Document parsing is where most agentic workflows quietly fail. Your agent can reason, plan, and call tools, but if it cannot extract clean text from a scanned invoice or a multi-column research paper, the entire pipeline stalls. MinerU (63K stars, trending #15 on GitHub for Python) tackles the unglamorous layer: transforming PDFs, DOCX, and PPTX into markdown or JSON that LLMs can actually consume.
This is not a summarization tool. It is the pre-processing step that sits before your RAG pipeline or agent tool call. The repo explicitly targets agentic workflows, which means it needs to handle layout analysis, OCR, table extraction, and figure detection without manual intervention.
What MinerU Actually Does
MinerU is a Python library that parses complex documents and outputs structured markdown or JSON. The pipeline handles:
- Layout analysis: Identifies headers, body text, tables, figures, and captions.
- OCR: Extracts text from scanned PDFs or images embedded in documents.
- Table extraction: Converts tables into markdown or JSON structures.
- Multi-format support: PDF, DOCX, PPTX, and XLSX.
The output is designed to feed directly into LLM context windows or vector databases.

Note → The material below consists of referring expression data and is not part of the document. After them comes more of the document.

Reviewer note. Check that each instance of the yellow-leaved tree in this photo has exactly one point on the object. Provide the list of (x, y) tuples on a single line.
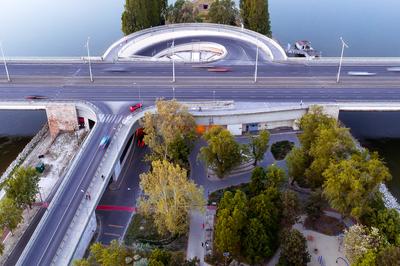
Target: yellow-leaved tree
[(169, 196)]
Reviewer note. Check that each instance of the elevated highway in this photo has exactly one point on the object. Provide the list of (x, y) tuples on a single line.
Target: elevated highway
[(127, 81)]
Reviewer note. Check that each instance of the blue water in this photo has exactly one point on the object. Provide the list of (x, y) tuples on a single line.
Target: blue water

No intermediate cleaning step required.
Output Format
MinerU produces markdown with semantic structure preserved:
# Document Title
## Section Header
Body text with **bold** and *italic* formatting preserved.
| Column 1 | Column 2 | Column 3 |
|----------|----------|----------|
| Data A | Data B | Data C |

For structured workflows, it also outputs JSON with layout metadata:
{
"pages": [
{
"page_num": 1,
"blocks": [
{
"type": "text",
"content": "Body paragraph with extracted text content.",
"bbox": [50, 100, 550, 150]
},
{
"type": "table",
"rows": [
{"cells": ["Header 1", "Header 2", "Header 3"]},
{"cells": ["Value A1", "Value A2", "Value A3"]},
{"cells": ["Value B1", "Value B2", "Value B3"]}
],
"bbox": [50, 200, 550, 400]
}
]
}
]
}
The bounding box coordinates let you trace back to the original document if the agent needs to verify a claim or show provenance.
Architecture: How the Pipeline Works
MinerU runs a multi-stage pipeline for each document:
- PDF rendering: Converts each page to an image (for layout analysis) and extracts embedded text (for native PDFs).
- Layout detection: Uses a vision model to classify regions (text, table, figure, header, footer).
- Text extraction: Pulls text from native PDFs or runs OCR on scanned regions.
- Table parsing: Detects table structure (rows, columns, merged cells) and converts to markdown or JSON.
- Post-processing: Merges text blocks, orders content by reading flow, and cleans formatting artifacts.
Key Components
| Component | Role | Failure Mode |
|---|---|---|
| Layout model | Classifies page regions | Misses tables in dense multi-column layouts |
| OCR engine | Extracts text from images | Struggles with handwriting, low-resolution scans |
| Table parser | Detects cell boundaries | Breaks on borderless tables, complex merges |
| Reading order | Sequences blocks logically | Fails on two-column academic papers with footnotes |
The layout model is the critical bottleneck. If it misclassifies a table as a figure, the downstream parser cannot recover. MinerU uses a pre-trained vision model (likely a variant of LayoutLM or similar), but you cannot easily swap it out without forking the repo.
Handling Edge Cases in Production
Real-world documents break assumptions. Here is how MinerU handles (or does not handle) common edge cases:
Multi-Column PDFs
MinerU attempts to detect reading order by analyzing spatial relationships between text blocks. For two-column academic papers, it usually succeeds. For three-column newsletters with sidebars, it often fails. The output interleaves columns incorrectly.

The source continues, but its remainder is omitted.